Picasso never fully embraced the most characteristic technique of Surrealism– "psychic automatism in its pure state," as the first Surrealist manifesto put it, or letting the pencil or paintbrush wander over the paper without exerting conscious control, as in a hallucination, so that the image forms itself. But he was influenced by the interest that the Surrealists took in the unconscious as the mind's "dark side," filled with deep fears, inexpressible longings, and the most basic drives. While in his Analytical Cubist period Picasso had thought of the painting as a rigorous visual dissection of its subject, he now turned to a conception of painting as an expression of his unconscious, like a dream. While "The Dance," for instance, relied on a Cubist concept of space, there is nothing analytical about it; it is violently, explosively expressive. The dislocation of the joints of the frenzied bodies recalls Breton's statement that "beauty will be convulsive or not at all."

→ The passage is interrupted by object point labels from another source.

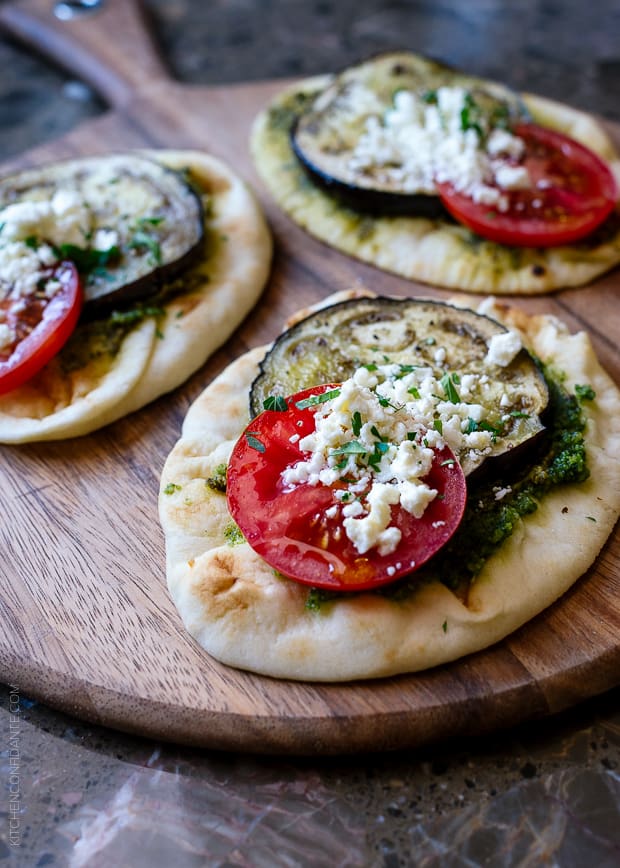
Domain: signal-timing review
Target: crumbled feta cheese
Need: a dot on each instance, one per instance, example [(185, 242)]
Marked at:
[(512, 177), (419, 143), (104, 239), (503, 348)]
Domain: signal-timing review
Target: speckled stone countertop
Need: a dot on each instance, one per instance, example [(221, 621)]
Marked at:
[(546, 793)]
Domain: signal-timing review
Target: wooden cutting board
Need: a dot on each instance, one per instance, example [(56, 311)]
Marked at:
[(86, 622)]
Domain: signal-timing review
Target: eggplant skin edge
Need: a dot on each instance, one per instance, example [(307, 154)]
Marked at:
[(276, 360), (375, 201), (103, 293)]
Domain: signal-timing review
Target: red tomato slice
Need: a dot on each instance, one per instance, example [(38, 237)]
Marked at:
[(42, 328), (572, 192), (291, 530)]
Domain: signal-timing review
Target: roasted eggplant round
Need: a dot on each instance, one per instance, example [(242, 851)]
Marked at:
[(325, 136), (127, 222), (330, 344)]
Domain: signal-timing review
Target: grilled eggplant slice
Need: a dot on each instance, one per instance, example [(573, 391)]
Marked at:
[(330, 344), (326, 134), (128, 222)]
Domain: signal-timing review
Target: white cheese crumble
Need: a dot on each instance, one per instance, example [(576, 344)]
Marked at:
[(418, 143), (375, 442), (503, 348)]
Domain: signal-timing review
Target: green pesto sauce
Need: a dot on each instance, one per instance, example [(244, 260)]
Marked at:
[(217, 482), (102, 338), (489, 522)]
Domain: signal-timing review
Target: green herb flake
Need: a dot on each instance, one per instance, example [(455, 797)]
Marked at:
[(313, 400), (233, 535), (254, 442), (217, 482), (585, 393), (447, 384), (145, 241), (356, 423), (275, 402), (353, 447)]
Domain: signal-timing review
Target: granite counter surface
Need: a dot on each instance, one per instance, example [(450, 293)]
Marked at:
[(547, 793)]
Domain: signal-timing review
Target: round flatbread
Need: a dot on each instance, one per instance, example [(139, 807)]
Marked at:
[(109, 370), (434, 251), (245, 615)]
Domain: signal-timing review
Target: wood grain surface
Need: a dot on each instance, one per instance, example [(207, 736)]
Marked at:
[(86, 623)]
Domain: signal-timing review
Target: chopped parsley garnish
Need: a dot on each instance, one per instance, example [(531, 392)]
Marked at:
[(233, 535), (353, 447), (254, 442), (87, 259), (447, 384), (275, 402), (585, 393), (145, 241), (313, 400), (171, 488), (217, 482)]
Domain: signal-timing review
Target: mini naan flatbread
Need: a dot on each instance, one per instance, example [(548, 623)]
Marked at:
[(434, 251), (107, 371), (247, 616)]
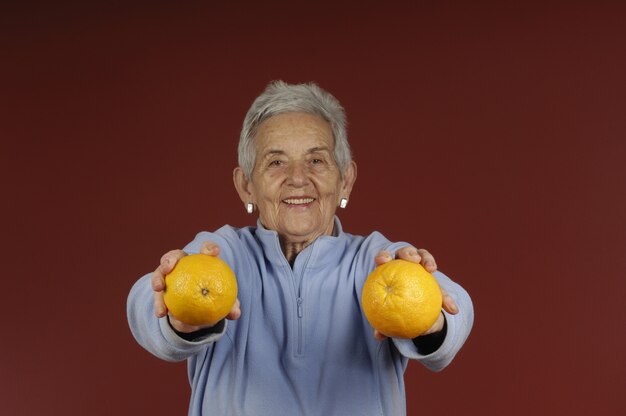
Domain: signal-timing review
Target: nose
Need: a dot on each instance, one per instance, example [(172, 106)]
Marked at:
[(297, 174)]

The rage of these paintings–sanctioned by the Surrealist idea of art as the dredged-up material of the unconscious, the spew of violence and eroticism that one can't express in polite society–has been linked to Picasso's frustration in his marriage to Olga. She was becoming tiresome, snobby, querulous; the two lived on separate floors of their home. Picasso's women always appear in Picasso's work, and are always represented with the utmost honesty; thus Picasso's art is also an incredibly detailed sexual autobiography. This autobiography extends through Picasso's surrealist works as well: rather than appearing as mere repeated graphic motifs, as Eva had in his Analytical Cubism phase, the women now emerged as bodies inflected, formed, and distorted by Picasso's feelings about them. During this period, Olga becomes, for Picasso, a horrid siren with a devouring maw.

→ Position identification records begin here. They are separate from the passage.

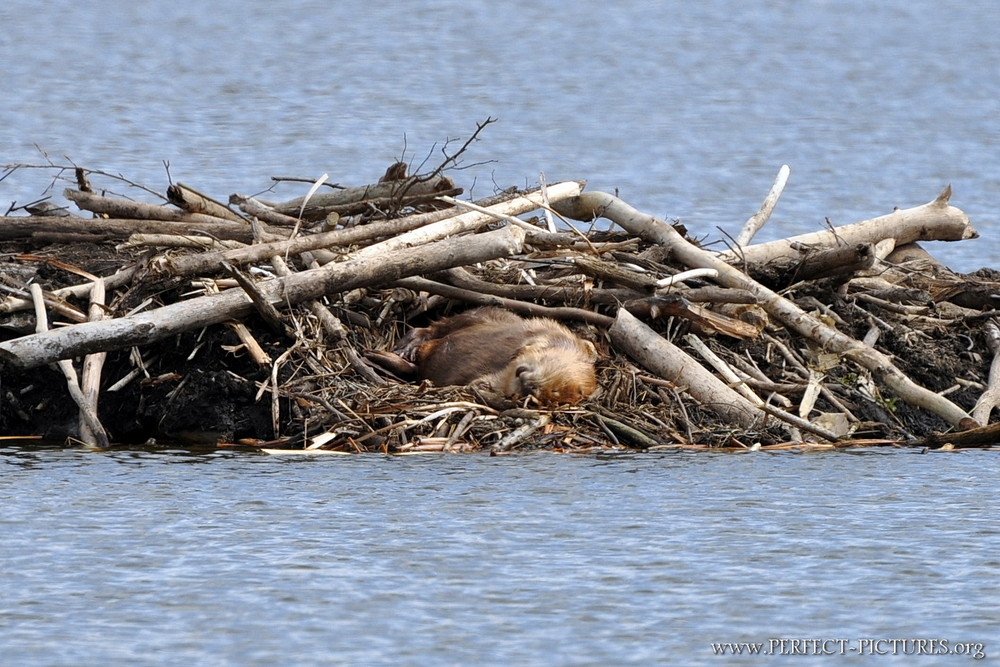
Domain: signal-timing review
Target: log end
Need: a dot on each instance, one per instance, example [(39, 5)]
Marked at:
[(944, 197)]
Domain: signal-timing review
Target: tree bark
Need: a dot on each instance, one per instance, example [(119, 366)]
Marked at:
[(126, 208), (660, 356), (150, 326), (193, 201), (354, 200), (122, 228), (591, 205)]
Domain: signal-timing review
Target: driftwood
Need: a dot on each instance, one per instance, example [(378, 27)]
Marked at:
[(671, 363), (193, 201), (389, 194), (694, 347), (933, 221), (592, 205), (145, 328), (124, 208), (99, 229)]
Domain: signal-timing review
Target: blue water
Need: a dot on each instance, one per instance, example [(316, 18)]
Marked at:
[(136, 558), (688, 110)]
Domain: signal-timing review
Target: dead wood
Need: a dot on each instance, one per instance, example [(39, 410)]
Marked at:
[(933, 221), (99, 229), (662, 357), (767, 371), (591, 205), (193, 201), (150, 326), (385, 196), (126, 208)]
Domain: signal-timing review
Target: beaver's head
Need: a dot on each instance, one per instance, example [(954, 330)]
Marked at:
[(553, 375)]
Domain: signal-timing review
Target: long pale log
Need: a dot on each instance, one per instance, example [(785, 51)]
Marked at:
[(471, 221), (933, 221), (319, 205), (591, 205), (660, 356), (193, 201), (126, 208), (211, 261), (122, 228), (150, 326), (88, 413)]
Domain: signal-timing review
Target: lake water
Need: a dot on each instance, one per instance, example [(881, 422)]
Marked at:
[(688, 110)]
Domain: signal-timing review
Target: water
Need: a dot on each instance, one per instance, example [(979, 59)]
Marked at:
[(688, 109), (137, 558)]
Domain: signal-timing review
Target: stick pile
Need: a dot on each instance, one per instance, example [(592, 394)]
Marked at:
[(249, 322)]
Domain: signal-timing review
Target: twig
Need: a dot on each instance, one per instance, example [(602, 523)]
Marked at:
[(100, 436)]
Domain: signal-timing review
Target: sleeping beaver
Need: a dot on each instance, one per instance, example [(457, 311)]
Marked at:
[(498, 351)]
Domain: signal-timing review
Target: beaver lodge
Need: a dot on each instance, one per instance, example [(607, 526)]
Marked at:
[(268, 324)]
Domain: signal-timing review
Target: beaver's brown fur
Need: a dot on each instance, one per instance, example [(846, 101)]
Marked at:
[(504, 353)]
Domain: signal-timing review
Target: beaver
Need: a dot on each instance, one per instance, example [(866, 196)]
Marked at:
[(501, 352)]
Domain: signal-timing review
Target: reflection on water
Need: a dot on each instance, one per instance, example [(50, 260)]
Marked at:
[(252, 559)]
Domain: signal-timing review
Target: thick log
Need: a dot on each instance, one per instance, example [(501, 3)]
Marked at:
[(126, 208), (662, 357), (150, 326), (355, 200), (591, 205), (122, 228), (933, 221), (211, 261)]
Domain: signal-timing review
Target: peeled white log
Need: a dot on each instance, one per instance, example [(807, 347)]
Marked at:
[(933, 221), (660, 356), (149, 326)]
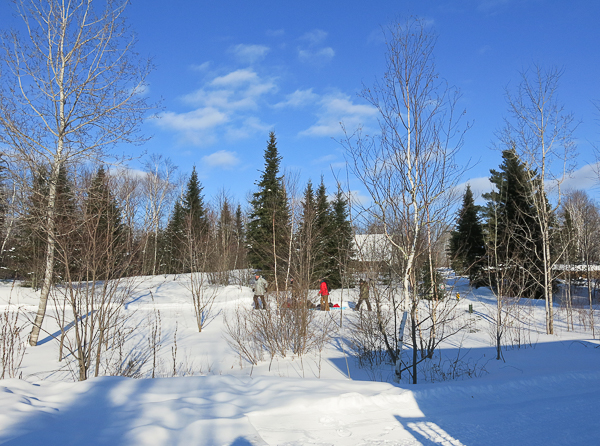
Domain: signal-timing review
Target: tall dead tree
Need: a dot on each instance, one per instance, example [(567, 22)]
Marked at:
[(72, 87), (541, 132), (408, 168)]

Around the same period, in the late twenties, Picasso turned back to sculpture for the first time in nearly a decade. His motif, again, was the guitar, and his technique assemblage. But this time around, his choice of materials was more hostile; nails protruded aggressively from the surface and he even considered cementing razor blades into the frame of one of his works, so that any incautious touch would draw blood. But his sculpture was still conducted on a small scale, assembled like a collage; only later, with the help of the sculptor and metalworker Julio González, in what would become his most fruitful artistic collaboration since his work with Braque, was Picasso able to realize larger-scale, metal sculptures.

Meanwhile, turning away from his wife, Picasso found a new love, a girl named Marie-Thérese Walter. As she recounted later, "When I met Picasso, I was seventeen. I was an innocent child. I knew nothing–about life, about Picasso. Nothing. I had been shopping in the Galeries Lafayette, and Picasso saw me coming out of the metro. He just took me by the arm and said: 'I am Picasso! You and I are going to do great things together.'" The two fell very much in love and her presence permeated his art throughout the duration of their liaison. As one of Picasso's friends said, "At no other moment in his life was his painting so undulating, all sinuous curves, rolling arms, and swirling hair." Two portraits of Marie-Thérese as she dozes, both filled with bright, pure colors, smooth lines, and an atmosphere of serene sensuality more typical of Matisse than of Picasso, typify his work under her museship.